Before the trip to the test track owned by F1 supremo Bernie Ecclestone, though, we hammered down the kind of coast road that dreams are made of. Sweeping fast corners and switchback hairpins gave us a chance to explore the limits of a car that carries the hopes of the three-pointed star in its elegant hands.

On the softer, standard suspension, the road car felt like a different animal, rolling into the bends far more. But it will give you all the fun you can handle on most roads and despite its kerb weight of 1730kg it’s more than agile enough.

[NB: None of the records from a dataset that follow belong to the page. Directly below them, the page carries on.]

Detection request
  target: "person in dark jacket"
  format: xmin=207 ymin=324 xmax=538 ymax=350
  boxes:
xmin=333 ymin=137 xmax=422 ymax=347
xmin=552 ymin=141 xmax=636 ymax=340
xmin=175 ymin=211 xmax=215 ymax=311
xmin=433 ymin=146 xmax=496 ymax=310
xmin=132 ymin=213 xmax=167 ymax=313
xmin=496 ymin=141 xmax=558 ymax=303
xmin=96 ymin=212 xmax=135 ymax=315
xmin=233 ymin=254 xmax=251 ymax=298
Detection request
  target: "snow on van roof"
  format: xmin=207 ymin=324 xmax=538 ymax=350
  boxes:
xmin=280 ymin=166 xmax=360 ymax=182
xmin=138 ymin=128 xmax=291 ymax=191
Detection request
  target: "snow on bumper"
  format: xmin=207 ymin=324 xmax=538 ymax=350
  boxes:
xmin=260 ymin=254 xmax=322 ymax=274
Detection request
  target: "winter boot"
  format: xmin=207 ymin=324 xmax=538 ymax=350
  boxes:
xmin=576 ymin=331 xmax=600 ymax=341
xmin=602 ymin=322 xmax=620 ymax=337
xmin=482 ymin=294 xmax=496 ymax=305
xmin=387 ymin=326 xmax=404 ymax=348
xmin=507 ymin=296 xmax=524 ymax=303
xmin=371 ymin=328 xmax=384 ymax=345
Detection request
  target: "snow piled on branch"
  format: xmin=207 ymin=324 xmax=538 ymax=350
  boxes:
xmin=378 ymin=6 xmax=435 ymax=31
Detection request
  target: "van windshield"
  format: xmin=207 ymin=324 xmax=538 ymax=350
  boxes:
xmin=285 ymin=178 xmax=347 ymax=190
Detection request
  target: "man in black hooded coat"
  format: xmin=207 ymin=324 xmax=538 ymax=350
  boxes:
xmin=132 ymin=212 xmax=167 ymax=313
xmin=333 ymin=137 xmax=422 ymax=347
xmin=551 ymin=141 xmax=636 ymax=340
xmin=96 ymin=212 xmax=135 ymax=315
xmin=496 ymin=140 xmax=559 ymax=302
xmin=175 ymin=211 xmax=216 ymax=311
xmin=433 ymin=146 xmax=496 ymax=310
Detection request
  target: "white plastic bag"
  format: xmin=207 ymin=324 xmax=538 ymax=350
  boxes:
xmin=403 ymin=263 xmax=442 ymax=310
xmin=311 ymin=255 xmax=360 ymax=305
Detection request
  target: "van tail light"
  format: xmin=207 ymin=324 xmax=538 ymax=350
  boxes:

AMG borrowed a front axle from the CLK63 AMG Black Series, which needs no real introduction here, so the front is 35mm wider than the standard repmobile and is apparently firmed up by no less than 100 per cent as a result. A 12mm wider rear, revised multi-link rear suspension, bigger drive shafts and joints are all evident over the standard C Class, too.

Does it have quite the razor’s edge handling of the M3? Perhaps not, but it makes up for that with traditional Mercedes safe seats of ride quality and smoothness in 95 per cent of conditions.

It looks the part as well, with the trademark, vicious AMG front grille with vents cutout to the side now joining forces with power bulges on the bonnet. A new rear apron houses four polished exhaust exits and a vacuous diffuser joins up with a lip spoiler to sharpen the rear. The side skirts simply accentuate the gorgeous side profile of the base model, with that crease marking the waistline, and prove the fact that this is the sportiest looking Mercedes for many a year in base form.

Again its more conservative than the bulbous, violent M3, but only just, bringing it down on the right side of the class vs crass divide.

It’s a bit Spartan inside, for a car that costs so much as the plastics show its lowly roots. That aside the sports seats cosset and support, everything falls easily to hand and navigating the controls feels more intuitive than its immediate rivals.

It might not quite have the handling to slay the M3 or the RS4, either, but it’s close enough and as an all-round package the Mercedes is a much better bet thanks to its pure simplicity and brute force. That backroad blast or circuit drive will only happen once in a blue moon with a car like this, instead they do their work on the road and the Mercedes, without the Performance Pack, is the pick of the bunch.

This is the best real driver’s car from Stuttgart since the 190 Cosworth, it’s that good. And anybody that has memories of understeering, over-engined, electronics-dominated barges, would do well to look again at the fading trail of tyre smoke left by the C63 AMG round the hairpin at Paul Ricard.